On Thu, Sep 06, 2018 at 01:24:22PM +0200, Ard Biesheuvel wrote:
> On 22 August 2018 at 05:07, Jia He <hejianet@xxxxxxxxx> wrote:
> > Commit b92df1de5d28 ("mm: page_alloc: skip over regions of invalid pfns
> > where possible") optimized the loop in memmap_init_zone(). But it causes
> > possible panic bug.
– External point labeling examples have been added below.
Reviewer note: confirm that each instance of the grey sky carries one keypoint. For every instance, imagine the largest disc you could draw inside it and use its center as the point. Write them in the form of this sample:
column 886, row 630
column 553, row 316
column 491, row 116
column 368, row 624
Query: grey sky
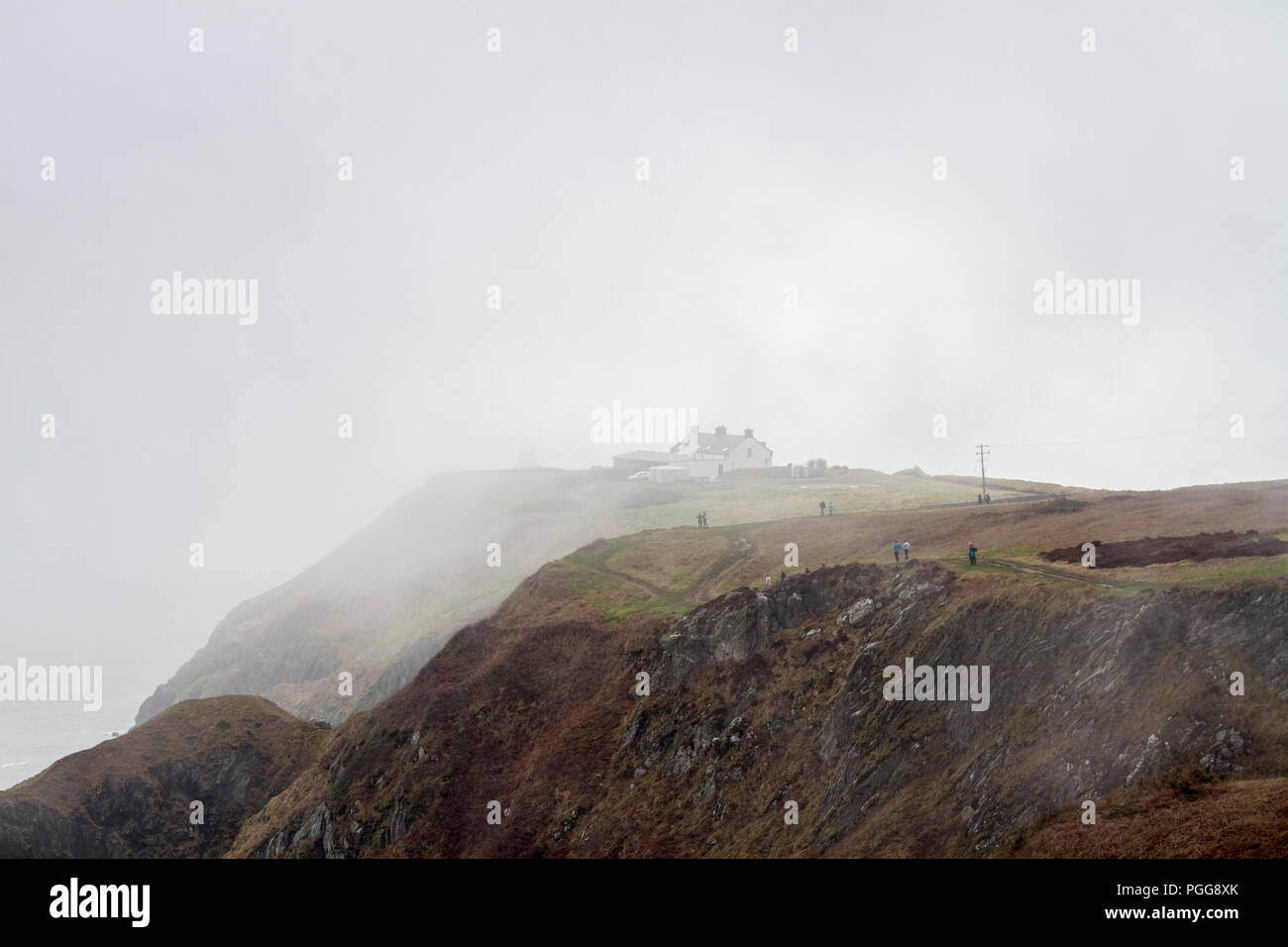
column 518, row 169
So Daniel Vacek reverted it later.
> >
> > But as suggested by Daniel Vacek, it is fine to using memblock to skip
> > gaps and finding next valid frame with CONFIG_HAVE_ARCH_PFN_VALID.
> >
> > More from what Daniel said:
> > "On arm and arm64, memblock is used by default. But generic version of
> > pfn_valid() is based on mem sections and memblock_next_valid_pfn() does
> > not always return the next valid one but skips more resulting in some
> > valid frames to be skipped (as if they were invalid). And that's why
> > kernel was eventually crashing on some !arm machines."
> >
> > About the performance consideration:
> > As said by James in b92df1de5,
> > "I have tested this patch on a virtual model of a Samurai CPU with a
> > sparse memory map. The kernel boot time drops from 109 to 62 seconds."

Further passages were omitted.